ITEM 7. FINANCIAL STATEMENTS AND EXHIBITS.
Exhibit No. Description
---------- -----------
2.1 Agreement and Plan of Merger, dated as of June 4, 1999,
among Honeywell Inc., AlliedSignal Inc. and Blossom
Acquisition Corp.
2.2 Option Agreement, dated as of June 4, 1999, between
Honeywell Inc. and AlliedSignal Inc.
2.3 Option Agreement, dated as of June 4, 1999, between
Honeywell Inc. and AlliedSignal Inc.
99.1 Press Release dated June 7, 1999.
99.2 Analysts Presentations, dated June 7, 1999.
SIGNATURE
---------
Pursuant to the requirements of the Securities Exchange Act of
1934, the Registrant has duly caused this report to be signed on its behalf
by the undersigned hereunto duly authorized.

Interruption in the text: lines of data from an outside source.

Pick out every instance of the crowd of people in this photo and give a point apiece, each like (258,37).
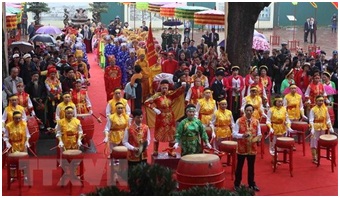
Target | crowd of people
(51,82)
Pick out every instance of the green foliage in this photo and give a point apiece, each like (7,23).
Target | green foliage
(147,180)
(213,191)
(100,7)
(97,8)
(108,191)
(37,8)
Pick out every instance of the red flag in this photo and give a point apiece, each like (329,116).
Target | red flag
(150,46)
(335,4)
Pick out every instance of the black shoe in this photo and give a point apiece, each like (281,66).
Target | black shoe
(255,188)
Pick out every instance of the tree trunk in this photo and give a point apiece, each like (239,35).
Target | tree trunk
(241,20)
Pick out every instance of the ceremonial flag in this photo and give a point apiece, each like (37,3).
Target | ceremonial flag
(150,46)
(335,4)
(314,4)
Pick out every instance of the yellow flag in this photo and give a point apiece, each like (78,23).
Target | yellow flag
(314,4)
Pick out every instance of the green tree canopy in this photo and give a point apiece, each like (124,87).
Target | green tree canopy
(37,8)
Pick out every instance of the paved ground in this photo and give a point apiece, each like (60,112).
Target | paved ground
(326,40)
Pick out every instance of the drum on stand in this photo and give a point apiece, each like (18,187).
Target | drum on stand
(119,152)
(299,126)
(285,142)
(87,124)
(331,114)
(208,130)
(33,128)
(200,170)
(328,140)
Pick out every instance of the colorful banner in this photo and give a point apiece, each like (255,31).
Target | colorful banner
(335,4)
(314,4)
(150,46)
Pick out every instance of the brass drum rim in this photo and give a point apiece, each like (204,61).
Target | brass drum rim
(18,154)
(229,143)
(201,158)
(72,152)
(120,149)
(328,137)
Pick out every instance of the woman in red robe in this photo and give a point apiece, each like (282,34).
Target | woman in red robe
(112,77)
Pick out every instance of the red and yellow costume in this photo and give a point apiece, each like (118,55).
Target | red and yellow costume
(165,124)
(69,131)
(222,122)
(113,79)
(294,106)
(247,146)
(194,94)
(17,134)
(81,101)
(205,109)
(136,136)
(256,101)
(115,127)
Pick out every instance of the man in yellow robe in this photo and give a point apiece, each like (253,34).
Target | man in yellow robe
(278,122)
(294,105)
(61,107)
(319,121)
(69,131)
(16,134)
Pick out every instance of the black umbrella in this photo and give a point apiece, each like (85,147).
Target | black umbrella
(22,45)
(172,23)
(45,38)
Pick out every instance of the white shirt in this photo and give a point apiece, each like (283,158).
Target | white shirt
(126,138)
(236,129)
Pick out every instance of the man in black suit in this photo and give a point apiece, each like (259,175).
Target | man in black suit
(213,38)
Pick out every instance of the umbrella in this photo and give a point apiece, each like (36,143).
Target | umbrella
(260,43)
(11,21)
(256,33)
(212,17)
(172,23)
(22,45)
(45,38)
(330,90)
(298,90)
(187,12)
(48,30)
(12,10)
(155,6)
(168,10)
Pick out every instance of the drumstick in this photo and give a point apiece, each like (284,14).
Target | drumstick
(98,119)
(102,115)
(100,144)
(53,148)
(6,150)
(267,136)
(35,155)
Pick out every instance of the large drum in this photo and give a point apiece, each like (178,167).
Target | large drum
(331,114)
(200,170)
(87,124)
(264,128)
(285,142)
(33,128)
(299,126)
(328,140)
(119,152)
(228,146)
(208,130)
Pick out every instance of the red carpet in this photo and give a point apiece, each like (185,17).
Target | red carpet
(308,180)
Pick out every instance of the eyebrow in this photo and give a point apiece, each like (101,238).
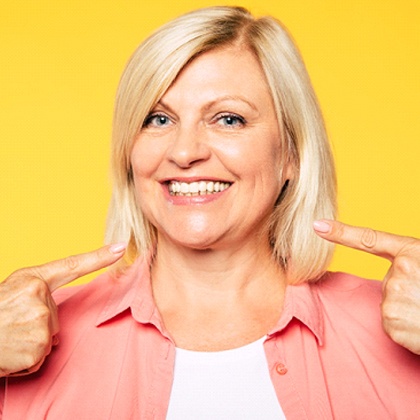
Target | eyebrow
(215,101)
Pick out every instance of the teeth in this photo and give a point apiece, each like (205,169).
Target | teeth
(197,188)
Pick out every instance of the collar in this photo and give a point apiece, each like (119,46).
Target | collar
(302,303)
(133,291)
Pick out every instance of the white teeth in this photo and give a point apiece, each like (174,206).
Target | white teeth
(197,188)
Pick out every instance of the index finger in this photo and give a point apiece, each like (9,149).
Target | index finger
(60,272)
(383,244)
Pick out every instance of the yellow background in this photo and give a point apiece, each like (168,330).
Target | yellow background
(60,63)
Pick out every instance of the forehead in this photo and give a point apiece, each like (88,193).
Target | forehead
(229,70)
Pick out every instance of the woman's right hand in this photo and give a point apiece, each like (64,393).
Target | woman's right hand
(28,314)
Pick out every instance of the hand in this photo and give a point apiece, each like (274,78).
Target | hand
(28,314)
(401,286)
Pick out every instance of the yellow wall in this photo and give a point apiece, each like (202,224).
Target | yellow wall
(60,64)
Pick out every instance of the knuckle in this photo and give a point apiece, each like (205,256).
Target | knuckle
(390,314)
(393,288)
(403,264)
(72,263)
(368,238)
(37,287)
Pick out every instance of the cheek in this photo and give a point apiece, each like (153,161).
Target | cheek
(145,159)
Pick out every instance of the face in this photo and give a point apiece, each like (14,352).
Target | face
(207,161)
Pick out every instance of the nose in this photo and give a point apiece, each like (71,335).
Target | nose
(188,147)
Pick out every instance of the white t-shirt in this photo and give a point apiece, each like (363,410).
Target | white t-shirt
(230,384)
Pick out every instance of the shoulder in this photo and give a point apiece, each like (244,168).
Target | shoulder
(348,287)
(351,304)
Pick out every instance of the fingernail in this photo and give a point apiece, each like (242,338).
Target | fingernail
(322,226)
(118,248)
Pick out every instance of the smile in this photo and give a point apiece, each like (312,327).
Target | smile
(197,188)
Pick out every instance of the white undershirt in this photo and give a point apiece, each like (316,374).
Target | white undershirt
(230,384)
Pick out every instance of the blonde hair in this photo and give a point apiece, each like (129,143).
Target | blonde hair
(154,66)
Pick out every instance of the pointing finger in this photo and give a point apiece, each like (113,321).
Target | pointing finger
(60,272)
(379,243)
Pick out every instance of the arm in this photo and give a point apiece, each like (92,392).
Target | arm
(28,314)
(401,286)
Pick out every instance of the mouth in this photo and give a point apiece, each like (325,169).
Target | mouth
(188,189)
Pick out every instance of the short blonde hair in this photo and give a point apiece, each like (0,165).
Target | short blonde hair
(154,66)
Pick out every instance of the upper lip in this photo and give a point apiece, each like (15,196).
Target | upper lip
(193,179)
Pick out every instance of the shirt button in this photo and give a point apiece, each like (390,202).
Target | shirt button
(281,369)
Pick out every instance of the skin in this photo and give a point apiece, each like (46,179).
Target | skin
(213,265)
(401,286)
(217,243)
(28,314)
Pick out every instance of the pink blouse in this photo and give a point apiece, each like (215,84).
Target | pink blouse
(328,356)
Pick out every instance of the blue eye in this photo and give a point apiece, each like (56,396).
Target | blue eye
(231,120)
(156,120)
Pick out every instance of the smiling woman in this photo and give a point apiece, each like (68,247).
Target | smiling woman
(222,307)
(260,79)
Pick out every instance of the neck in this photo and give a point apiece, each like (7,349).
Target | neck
(217,299)
(225,275)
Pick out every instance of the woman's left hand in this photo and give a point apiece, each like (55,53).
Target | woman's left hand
(401,286)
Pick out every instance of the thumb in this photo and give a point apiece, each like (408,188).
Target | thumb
(60,272)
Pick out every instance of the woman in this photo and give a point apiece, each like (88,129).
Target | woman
(222,307)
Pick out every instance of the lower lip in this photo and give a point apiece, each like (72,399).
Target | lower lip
(182,200)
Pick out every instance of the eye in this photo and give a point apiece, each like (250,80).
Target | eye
(156,120)
(230,120)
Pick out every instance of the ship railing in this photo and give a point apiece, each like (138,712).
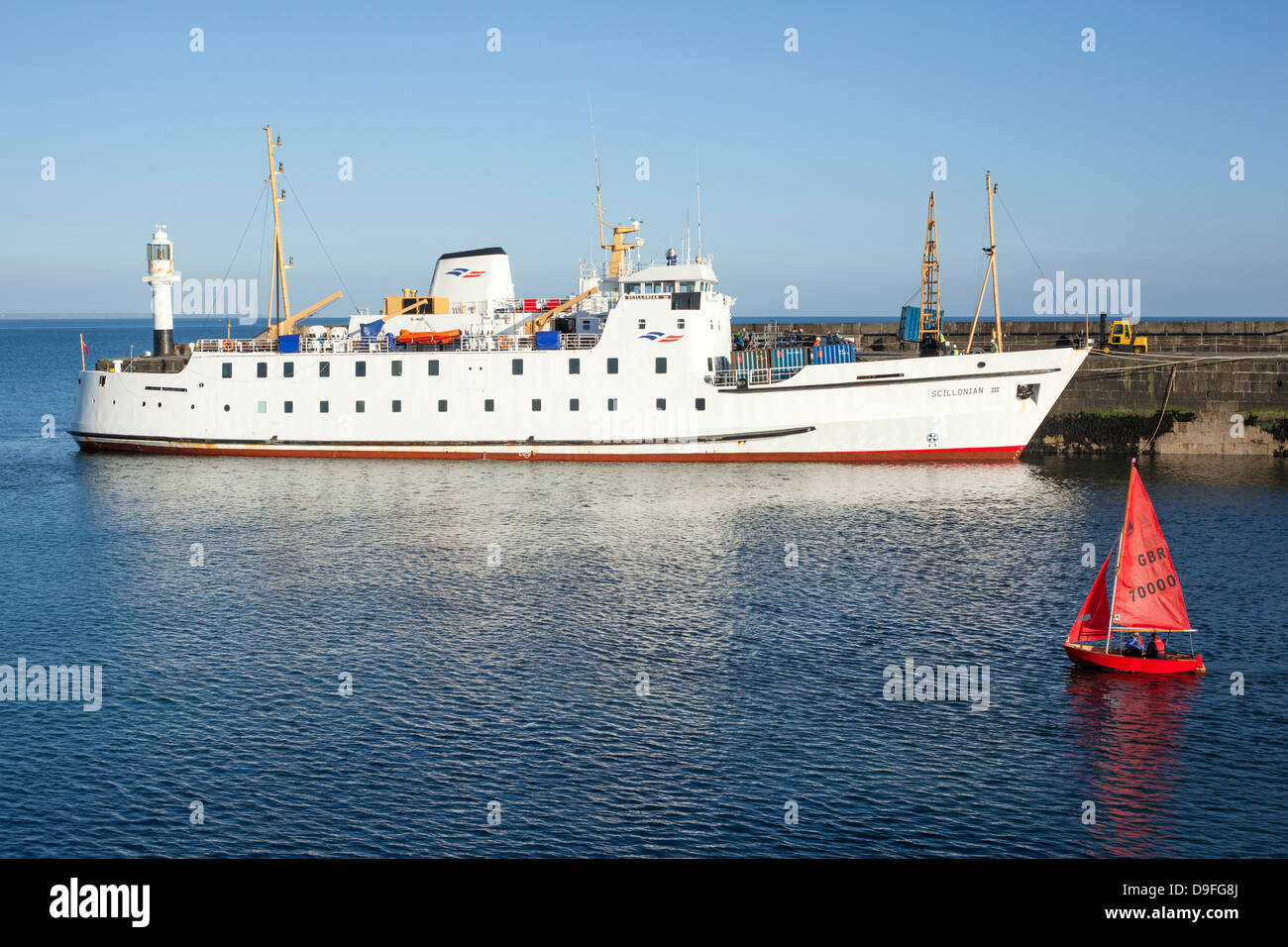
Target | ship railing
(307,344)
(524,343)
(235,346)
(737,377)
(529,307)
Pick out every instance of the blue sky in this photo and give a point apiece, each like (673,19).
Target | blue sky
(815,165)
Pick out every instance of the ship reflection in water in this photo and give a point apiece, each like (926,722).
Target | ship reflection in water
(626,659)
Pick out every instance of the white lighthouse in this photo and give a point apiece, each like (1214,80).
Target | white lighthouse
(161,277)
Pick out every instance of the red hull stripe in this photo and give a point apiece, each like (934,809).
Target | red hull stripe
(967,454)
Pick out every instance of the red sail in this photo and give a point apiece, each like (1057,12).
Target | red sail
(1147,592)
(1093,621)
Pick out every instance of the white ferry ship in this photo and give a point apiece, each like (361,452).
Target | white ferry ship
(639,365)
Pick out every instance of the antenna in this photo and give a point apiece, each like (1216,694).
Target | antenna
(698,165)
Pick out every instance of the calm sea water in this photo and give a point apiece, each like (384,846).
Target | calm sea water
(496,620)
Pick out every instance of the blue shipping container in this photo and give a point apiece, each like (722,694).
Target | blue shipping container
(910,324)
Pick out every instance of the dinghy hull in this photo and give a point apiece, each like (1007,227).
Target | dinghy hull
(1094,656)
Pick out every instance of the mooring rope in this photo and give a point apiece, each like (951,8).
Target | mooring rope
(1162,411)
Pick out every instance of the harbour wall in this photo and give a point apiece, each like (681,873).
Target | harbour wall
(1206,386)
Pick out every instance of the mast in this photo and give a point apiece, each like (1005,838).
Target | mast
(283,309)
(1119,566)
(618,248)
(992,258)
(697,165)
(930,278)
(991,252)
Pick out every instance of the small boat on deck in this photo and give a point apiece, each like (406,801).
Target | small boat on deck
(1146,599)
(407,338)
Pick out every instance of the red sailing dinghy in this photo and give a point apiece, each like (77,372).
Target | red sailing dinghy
(1146,599)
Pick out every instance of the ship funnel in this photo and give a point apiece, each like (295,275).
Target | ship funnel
(161,277)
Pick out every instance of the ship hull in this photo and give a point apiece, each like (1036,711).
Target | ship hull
(121,445)
(656,403)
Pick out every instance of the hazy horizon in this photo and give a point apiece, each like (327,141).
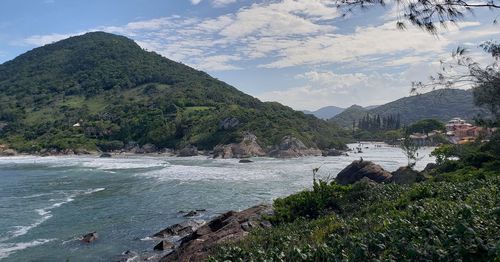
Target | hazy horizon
(307,59)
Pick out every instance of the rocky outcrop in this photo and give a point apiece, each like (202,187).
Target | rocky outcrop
(6,151)
(406,175)
(90,237)
(228,227)
(188,151)
(164,245)
(292,147)
(333,152)
(229,123)
(248,147)
(180,230)
(359,169)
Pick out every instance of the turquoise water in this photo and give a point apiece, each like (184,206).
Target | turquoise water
(47,203)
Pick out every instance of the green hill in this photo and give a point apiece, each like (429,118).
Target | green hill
(442,104)
(117,92)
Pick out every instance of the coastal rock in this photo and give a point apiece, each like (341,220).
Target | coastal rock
(359,169)
(333,152)
(229,123)
(182,229)
(148,148)
(105,155)
(164,245)
(5,151)
(228,227)
(248,147)
(188,151)
(406,175)
(90,237)
(290,147)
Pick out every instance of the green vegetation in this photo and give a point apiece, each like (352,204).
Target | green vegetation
(442,104)
(119,93)
(452,216)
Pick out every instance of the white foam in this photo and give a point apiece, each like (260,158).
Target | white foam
(46,214)
(7,249)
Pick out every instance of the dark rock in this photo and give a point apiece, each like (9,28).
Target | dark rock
(229,123)
(248,147)
(406,175)
(430,167)
(359,169)
(333,152)
(228,227)
(182,229)
(290,147)
(148,148)
(192,213)
(188,151)
(8,152)
(164,245)
(90,237)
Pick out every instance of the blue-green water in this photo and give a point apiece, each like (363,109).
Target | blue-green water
(47,203)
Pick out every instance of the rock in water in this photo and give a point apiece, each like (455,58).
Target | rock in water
(248,147)
(183,229)
(164,245)
(293,147)
(228,227)
(406,175)
(90,237)
(188,151)
(359,169)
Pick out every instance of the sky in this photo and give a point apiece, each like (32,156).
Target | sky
(301,53)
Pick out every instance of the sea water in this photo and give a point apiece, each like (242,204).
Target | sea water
(48,203)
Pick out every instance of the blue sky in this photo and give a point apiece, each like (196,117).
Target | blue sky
(301,53)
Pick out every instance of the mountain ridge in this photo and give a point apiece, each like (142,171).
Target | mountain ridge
(101,90)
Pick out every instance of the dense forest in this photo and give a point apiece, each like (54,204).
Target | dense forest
(442,104)
(102,91)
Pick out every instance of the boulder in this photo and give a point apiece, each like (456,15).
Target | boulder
(359,169)
(81,151)
(182,229)
(192,213)
(164,245)
(8,152)
(90,237)
(229,123)
(105,155)
(293,147)
(228,227)
(188,151)
(333,152)
(248,147)
(406,175)
(148,148)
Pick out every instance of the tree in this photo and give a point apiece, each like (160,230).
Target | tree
(425,126)
(425,14)
(410,149)
(464,71)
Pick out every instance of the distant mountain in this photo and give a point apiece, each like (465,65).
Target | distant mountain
(442,104)
(100,90)
(326,112)
(350,114)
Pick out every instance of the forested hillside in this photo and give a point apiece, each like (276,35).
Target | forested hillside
(101,90)
(442,104)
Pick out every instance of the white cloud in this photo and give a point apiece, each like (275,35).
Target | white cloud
(221,3)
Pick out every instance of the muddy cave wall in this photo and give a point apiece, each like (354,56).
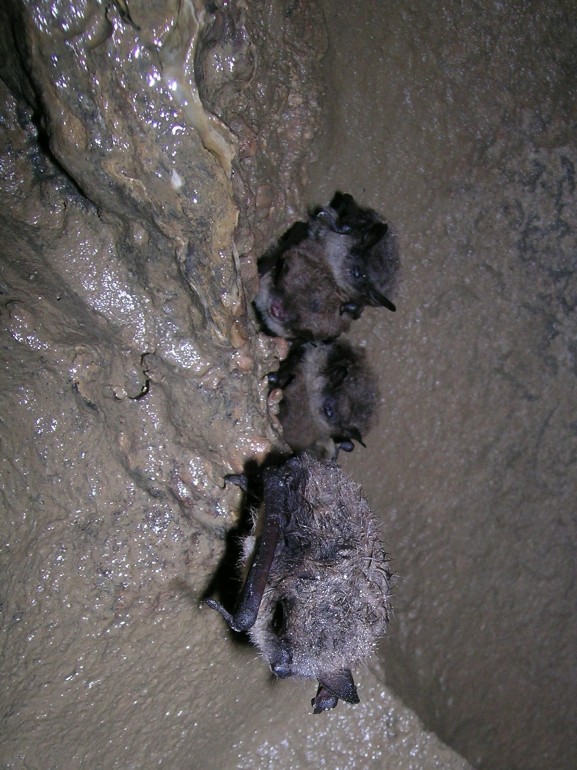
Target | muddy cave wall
(460,124)
(150,151)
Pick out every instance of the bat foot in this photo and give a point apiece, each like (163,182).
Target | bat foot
(324,700)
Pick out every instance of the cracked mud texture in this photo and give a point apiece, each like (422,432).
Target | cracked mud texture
(463,133)
(149,153)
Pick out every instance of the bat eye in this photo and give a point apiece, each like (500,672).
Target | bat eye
(356,272)
(329,408)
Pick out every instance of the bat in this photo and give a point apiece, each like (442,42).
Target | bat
(298,296)
(330,394)
(317,594)
(361,249)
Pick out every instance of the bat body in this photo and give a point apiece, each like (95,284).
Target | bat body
(323,272)
(316,598)
(299,298)
(330,395)
(361,249)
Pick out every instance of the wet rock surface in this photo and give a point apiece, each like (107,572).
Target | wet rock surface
(149,152)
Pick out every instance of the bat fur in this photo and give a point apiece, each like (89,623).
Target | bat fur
(361,249)
(317,595)
(330,394)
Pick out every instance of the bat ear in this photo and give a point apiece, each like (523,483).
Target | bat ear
(323,701)
(339,683)
(380,299)
(374,234)
(352,308)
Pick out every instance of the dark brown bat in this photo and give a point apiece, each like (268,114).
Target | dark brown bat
(361,249)
(298,295)
(330,394)
(317,595)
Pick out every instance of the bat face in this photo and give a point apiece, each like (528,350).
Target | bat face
(327,596)
(299,297)
(316,598)
(361,249)
(330,396)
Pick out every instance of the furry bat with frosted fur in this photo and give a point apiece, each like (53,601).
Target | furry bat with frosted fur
(330,394)
(361,249)
(317,595)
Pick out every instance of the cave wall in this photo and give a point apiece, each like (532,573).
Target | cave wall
(149,152)
(459,125)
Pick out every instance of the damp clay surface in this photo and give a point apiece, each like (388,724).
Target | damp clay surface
(459,125)
(149,152)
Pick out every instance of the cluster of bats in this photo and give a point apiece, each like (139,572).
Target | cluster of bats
(316,597)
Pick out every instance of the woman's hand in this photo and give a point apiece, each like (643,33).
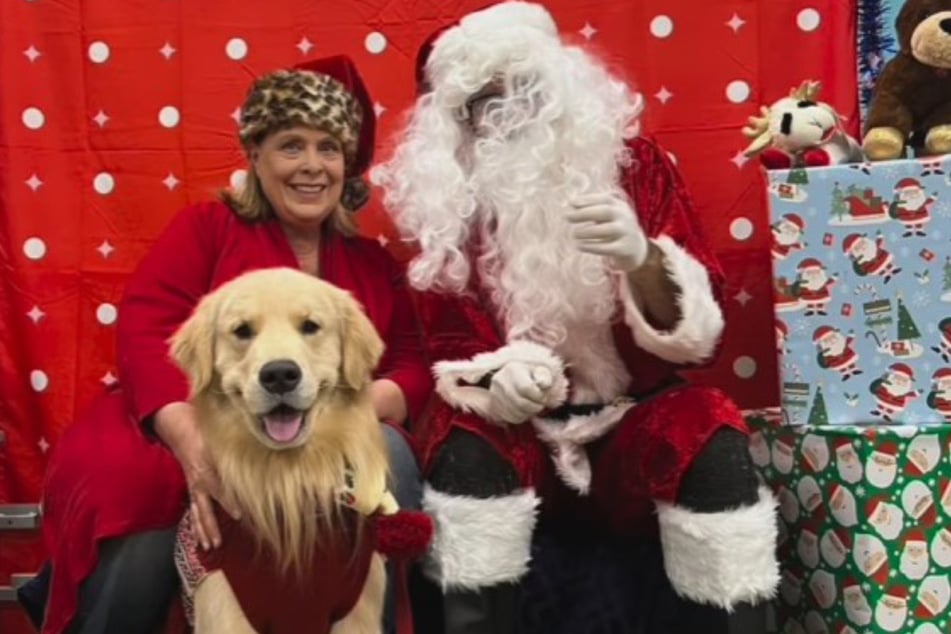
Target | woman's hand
(176,425)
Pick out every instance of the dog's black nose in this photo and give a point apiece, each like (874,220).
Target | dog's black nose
(279,377)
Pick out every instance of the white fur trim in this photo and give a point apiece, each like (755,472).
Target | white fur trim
(694,338)
(479,542)
(567,440)
(476,399)
(722,558)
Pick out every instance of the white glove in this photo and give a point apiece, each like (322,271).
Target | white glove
(604,224)
(518,391)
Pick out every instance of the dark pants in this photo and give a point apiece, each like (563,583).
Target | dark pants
(134,581)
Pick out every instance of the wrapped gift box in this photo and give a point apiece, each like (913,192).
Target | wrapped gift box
(862,280)
(865,540)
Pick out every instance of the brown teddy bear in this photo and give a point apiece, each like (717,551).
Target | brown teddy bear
(913,93)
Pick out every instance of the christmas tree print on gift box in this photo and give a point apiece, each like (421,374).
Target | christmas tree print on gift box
(865,540)
(862,290)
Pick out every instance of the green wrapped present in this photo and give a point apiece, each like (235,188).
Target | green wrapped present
(865,539)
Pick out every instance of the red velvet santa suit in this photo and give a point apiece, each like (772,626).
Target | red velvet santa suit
(631,475)
(106,478)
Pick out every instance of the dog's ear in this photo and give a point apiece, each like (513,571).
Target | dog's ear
(361,345)
(192,345)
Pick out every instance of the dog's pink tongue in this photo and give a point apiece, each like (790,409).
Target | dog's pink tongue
(283,427)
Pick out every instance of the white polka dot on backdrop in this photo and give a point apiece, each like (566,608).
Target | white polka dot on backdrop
(236,48)
(103,183)
(662,26)
(744,367)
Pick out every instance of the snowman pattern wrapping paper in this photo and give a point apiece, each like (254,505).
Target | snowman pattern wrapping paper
(862,284)
(865,543)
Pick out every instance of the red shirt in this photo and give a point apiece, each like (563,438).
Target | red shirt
(106,478)
(309,600)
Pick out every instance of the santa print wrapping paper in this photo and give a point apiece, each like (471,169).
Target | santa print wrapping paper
(865,531)
(862,276)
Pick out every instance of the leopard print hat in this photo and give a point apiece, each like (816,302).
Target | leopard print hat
(326,93)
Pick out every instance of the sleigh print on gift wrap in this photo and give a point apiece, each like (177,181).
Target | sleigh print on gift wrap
(862,291)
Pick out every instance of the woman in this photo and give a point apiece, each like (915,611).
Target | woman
(120,477)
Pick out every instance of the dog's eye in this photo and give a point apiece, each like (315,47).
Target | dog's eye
(243,331)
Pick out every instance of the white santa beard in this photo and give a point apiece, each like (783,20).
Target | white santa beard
(890,619)
(913,566)
(538,278)
(880,475)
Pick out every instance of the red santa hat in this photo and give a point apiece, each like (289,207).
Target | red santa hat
(809,263)
(914,535)
(849,242)
(520,26)
(842,443)
(889,448)
(902,369)
(880,576)
(843,537)
(941,374)
(872,506)
(849,583)
(899,593)
(795,219)
(783,328)
(907,183)
(928,607)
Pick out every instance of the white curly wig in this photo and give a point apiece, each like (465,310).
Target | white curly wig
(557,133)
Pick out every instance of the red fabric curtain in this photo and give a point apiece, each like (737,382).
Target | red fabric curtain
(114,115)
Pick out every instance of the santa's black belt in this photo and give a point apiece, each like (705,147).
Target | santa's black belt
(570,410)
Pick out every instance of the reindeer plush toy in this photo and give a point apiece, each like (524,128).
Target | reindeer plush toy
(800,131)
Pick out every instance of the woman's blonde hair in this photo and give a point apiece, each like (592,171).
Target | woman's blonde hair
(250,203)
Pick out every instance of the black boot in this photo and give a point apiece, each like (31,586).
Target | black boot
(491,610)
(722,477)
(33,594)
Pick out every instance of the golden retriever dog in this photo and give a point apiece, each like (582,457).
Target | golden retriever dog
(279,365)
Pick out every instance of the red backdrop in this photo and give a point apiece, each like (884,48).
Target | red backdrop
(114,115)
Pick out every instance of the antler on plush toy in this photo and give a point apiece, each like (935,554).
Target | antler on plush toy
(799,129)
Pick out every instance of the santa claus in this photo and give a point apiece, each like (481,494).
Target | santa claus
(813,286)
(893,391)
(924,453)
(933,597)
(881,467)
(892,609)
(941,548)
(918,501)
(835,352)
(842,505)
(869,257)
(911,207)
(886,518)
(871,557)
(857,609)
(787,236)
(847,461)
(944,346)
(563,281)
(914,556)
(939,399)
(834,546)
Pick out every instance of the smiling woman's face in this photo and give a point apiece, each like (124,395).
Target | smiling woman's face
(301,171)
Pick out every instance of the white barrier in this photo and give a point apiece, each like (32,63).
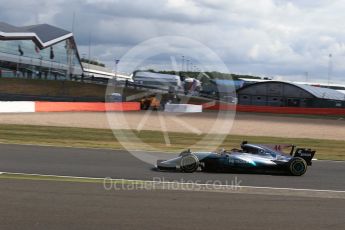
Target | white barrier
(17,107)
(183,108)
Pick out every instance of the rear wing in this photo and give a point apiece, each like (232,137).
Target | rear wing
(306,154)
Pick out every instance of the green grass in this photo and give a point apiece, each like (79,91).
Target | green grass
(103,138)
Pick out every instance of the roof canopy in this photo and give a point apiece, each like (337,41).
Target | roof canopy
(43,35)
(317,92)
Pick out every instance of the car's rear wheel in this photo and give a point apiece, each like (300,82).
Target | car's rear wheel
(297,166)
(189,163)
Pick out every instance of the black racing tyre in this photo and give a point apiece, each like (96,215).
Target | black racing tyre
(189,163)
(297,166)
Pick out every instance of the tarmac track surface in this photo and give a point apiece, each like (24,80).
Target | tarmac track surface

Date: June 7, 1999 AlliedSignal Inc.
By: /s/ Peter M. Kreindler
--------------------------------
Peter M. Kreindler
Senior Vice President,
General Counsel and Secretary
Exhibit Index
-------------
Exhibit No. Description
---------- -----------
2.1 Agreement and Plan of Merger, dated as of June 4, 1999,
among Honeywell Inc., AlliedSignal Inc. and Blossom
Acquisition Corp.
2.2 Option Agreement, dated as of June 4, 1999, between
Honeywell Inc. and AlliedSignal Inc.
2.3 Option Agreement, dated as of June 4, 1999, between
Honeywell Inc. and AlliedSignal Inc.
99.1 Press Release dated June 7, 1999.
99.2 Analysts Presentations, dated June 7, 1999.